Loving our neighbor might mean helping with childcare. It might mean making decisions for your business that affect your employees in the most loving way possible. It might mean cancelling everything not because you are going to get sick, but because you want to protect people who might. It might mean making a personal sacrifice for a community gain. It might mean taking dinner to shut-ins or feeding the kids in the neighborhood whose single mom has to still go to work everyday even though there is no school. It might mean writing letters to people in prison who have been shut off from the only thing that gives them hope – their family. It might mean sending cards to the elderly in nursing homes whose visitors have been banned. Loving your neighbor might mean being overly thankful to your checker at the grocery store who looks like he got mauled by a semi truck. Loving your neighbor might mean shopping local to try and keep local businesses afloat. Loving your neighbor might mean letting go of someone’s debt because you know they are losing their income. Loving your neighbor might mean continuing to give to your church and the organizations who do meaningful work you believe in so that they don’t have to close their doors.
I don’t know what loving your neighbor looks like for you specifically, but I do know this: If you and I are so panicked, and so frenzied, if we are so caught up in fear and what all this means for our own lives, we won’t be thinking of others. Now is the time to serve our neighbors. Now is not the time to hoard toilet paper but to go share yours with people who can’t leave their homes. Now is not the time to elbow people so you can be the first to store things up for yourself, now is the time to give, and give generously. Now is not the time to preserve money just for you but to think about how you can use your money to help people and causes you feel led to support. Now is not the time to make the best decisions for you and you alone, now is the time to think about how every decision you make has a domino effect on your neighbors, your community, your city and our world.
You can’t love your neighbor when you let fear take over. What I find in times of fear and worry, panic and hysteria is that I am my best self when I know who I am called to be. I am called to like Jesus. Jesus was calm in storms. He knew His truth. He loved His neighbors.
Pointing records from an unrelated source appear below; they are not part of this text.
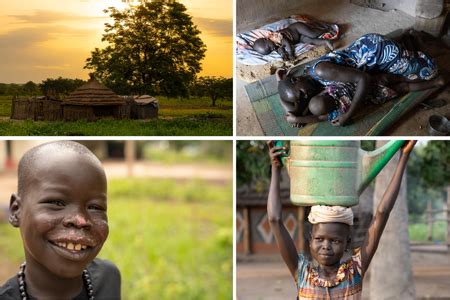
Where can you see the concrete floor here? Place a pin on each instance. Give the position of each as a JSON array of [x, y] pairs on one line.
[[354, 21]]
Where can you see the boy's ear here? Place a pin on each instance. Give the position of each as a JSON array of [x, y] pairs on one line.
[[15, 204]]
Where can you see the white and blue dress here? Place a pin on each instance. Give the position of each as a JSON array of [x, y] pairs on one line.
[[374, 53]]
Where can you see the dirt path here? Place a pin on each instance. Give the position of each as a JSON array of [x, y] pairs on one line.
[[267, 278]]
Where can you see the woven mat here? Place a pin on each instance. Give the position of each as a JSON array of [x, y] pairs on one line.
[[369, 120]]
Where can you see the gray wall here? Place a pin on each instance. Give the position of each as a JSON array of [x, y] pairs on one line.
[[251, 14], [407, 6]]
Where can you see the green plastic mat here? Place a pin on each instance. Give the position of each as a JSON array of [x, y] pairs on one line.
[[370, 120]]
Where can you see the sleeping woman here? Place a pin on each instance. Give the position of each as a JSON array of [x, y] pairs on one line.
[[370, 64]]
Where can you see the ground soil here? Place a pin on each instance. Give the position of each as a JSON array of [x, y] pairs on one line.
[[265, 277]]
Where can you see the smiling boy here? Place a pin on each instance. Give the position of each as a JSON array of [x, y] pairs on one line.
[[60, 209]]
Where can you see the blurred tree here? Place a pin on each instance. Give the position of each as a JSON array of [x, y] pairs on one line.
[[153, 48], [428, 175], [252, 163], [213, 87]]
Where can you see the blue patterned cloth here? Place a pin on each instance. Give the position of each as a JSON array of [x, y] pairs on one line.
[[343, 93], [375, 53]]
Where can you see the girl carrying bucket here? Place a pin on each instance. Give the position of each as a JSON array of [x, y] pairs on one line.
[[326, 275]]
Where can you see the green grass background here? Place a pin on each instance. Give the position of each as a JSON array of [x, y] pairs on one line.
[[177, 117], [170, 239]]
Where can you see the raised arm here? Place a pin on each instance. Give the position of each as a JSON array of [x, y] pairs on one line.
[[333, 72], [284, 241], [384, 208]]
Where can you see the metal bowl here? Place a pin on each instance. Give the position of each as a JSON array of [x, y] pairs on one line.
[[438, 125]]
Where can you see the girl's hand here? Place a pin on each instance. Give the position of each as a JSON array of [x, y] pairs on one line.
[[407, 147], [275, 153]]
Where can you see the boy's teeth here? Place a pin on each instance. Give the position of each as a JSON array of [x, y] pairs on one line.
[[72, 246]]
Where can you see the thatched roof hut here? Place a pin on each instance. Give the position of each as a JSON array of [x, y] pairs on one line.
[[91, 101], [93, 93]]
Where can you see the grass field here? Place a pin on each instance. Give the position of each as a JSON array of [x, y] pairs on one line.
[[177, 117], [419, 232], [170, 240]]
Jesus loved neighbors who hated him. Jesus loved people no one else would love. Jesus touched people no one else would touch. Jesus went out of his way to love people who felt pushed out and set aside. Jesus loved his neighbors when he was bombarded, when people were hangry, when people questioned His character and His intentions. Jesus loved people when the wind and waves threatened them. He loved people who were shut in by darkness. He loved people who mocked him, betrayed him, and arrested him.
When good ole Peter in the Bible was afraid, what did he do? Peter lopped some guys’ ear off because he came to arrest Jesus. Did Jesus throw a fist pump because a guy coming after him got hurt and Peter went into an easily justified protection mode? No Jesus gave his enemy back his ear and reminded Peter who Peter was supposed to be.
Peter had lost sight of who was called to be and this hysteria has the great ability to do the same to you and I. You know who you are supposed to be. You, my friend, are supposed to be a person of faith, not fear. You are called to be a person who trusts, not doubts. You are called to be a person of light, not one who buys into the dark. You are called to be the people who love others, not people that choose self. You are called to be like Jesus.
You know who you ought to be. So be it.
And when fear sneaks in, remind yourself who you want to be and what you’re called to do. “I will not be afraid. I will love my neighbor.”